Interview at 8:30 A. M. on 09/24/01 with E2 indicated that R1 was not a reliable person to interview.
Interview at 10:00 A.M. on 09/24/01 with R1 revealed that R1 knew her name, but was confused concerning place, date, or time of day. R1 also indicated that she did remember leaving the building last month but did not know where she was going.
Interviews between 8:30 A.M. and 1:30 P.M. on 09/24/01 with facility nurses E2, E3, E6, E7, E8, and E9 and Certified Nurse Aides E4, E10 and E11 revealed that they all considered R1 not aware of her own safety and unable to make appropriate decisions regarding her safety.
Observation at 9:00 A.M. on 09/24/01of the exit door signaling system revealed that the exit door on the lower level in the south west corner of the building has an alarm that signals at the two annex nursing stations when the door is opened. The signal stops sounding when the door closes. The opening and closing of the door is recorded on a computer system and is visible as a message on a computer monitor located at the annex nursing stations.
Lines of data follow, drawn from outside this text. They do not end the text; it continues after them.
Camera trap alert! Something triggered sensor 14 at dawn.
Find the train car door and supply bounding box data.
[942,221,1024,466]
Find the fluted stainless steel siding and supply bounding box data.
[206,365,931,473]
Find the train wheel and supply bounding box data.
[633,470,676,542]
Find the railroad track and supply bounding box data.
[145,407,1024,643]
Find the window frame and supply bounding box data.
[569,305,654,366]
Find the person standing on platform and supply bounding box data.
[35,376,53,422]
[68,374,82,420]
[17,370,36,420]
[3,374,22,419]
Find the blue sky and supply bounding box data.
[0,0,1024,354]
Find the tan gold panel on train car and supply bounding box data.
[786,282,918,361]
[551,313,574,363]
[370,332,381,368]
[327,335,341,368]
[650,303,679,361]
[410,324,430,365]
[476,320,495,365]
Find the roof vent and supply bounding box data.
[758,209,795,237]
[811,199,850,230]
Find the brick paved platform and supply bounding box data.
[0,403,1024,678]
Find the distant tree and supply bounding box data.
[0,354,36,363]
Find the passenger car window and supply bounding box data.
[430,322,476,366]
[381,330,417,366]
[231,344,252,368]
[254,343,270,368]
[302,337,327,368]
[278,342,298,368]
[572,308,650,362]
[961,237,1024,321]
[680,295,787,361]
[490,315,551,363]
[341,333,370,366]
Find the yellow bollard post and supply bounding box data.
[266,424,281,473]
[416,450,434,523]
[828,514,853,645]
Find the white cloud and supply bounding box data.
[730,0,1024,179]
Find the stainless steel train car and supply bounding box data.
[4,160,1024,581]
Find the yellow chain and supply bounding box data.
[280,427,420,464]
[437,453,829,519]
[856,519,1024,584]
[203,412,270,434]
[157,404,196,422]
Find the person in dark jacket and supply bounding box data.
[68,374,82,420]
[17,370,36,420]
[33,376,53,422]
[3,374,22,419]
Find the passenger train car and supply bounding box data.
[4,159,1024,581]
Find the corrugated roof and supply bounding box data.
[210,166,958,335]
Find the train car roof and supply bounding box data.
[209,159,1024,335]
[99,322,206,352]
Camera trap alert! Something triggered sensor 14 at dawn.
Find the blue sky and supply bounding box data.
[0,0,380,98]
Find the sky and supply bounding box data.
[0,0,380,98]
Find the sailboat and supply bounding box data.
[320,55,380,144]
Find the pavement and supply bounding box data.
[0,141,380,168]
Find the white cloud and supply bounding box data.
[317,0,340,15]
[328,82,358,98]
The computer records the door location, how it was opened and closed and the time of the operation.
Per review at 10:30 A.M. on 09/24/01 of the computer records from 08/13/01 at 16:07:18 the "#1 Unit Door D(1.5) Basement Door" was "Forced Open" and that at 16:07:32 the same "Door Closed". This indicated that the door was open with the alarm sounding for fourteen seconds. The next time that the basement door was opened was recorded at 16:30:01 by E7. When the door alarm sounds, staff at the nursing station check the monitor for the location and announce over the intercom system that the door needs to be checked. The staff checking the door announces an all clear after checking the door as delineated in the facility's Door Alarm System Policy. The alarm sounds only on the second floor of the facility and not on the lower level.
Interviews between 8:30 A.M. and 1:30 P.M. on 09/24/01 with E2 through E11 confirmed that none of the staff on duty in the facility at the time of the 08/13/01 incident heard the alarm sound. None of these staff checked the monitors at the nursing stations until after it was discovered that R1 was outside the facility.
These staff indicate that they were not at the nursing station but were taking care of residents or on break in a different part of the facility at the time the alarm sounded. When tested on 09/24/01, the alarm could be heard at all hall way locations on the second floor annex of the facility.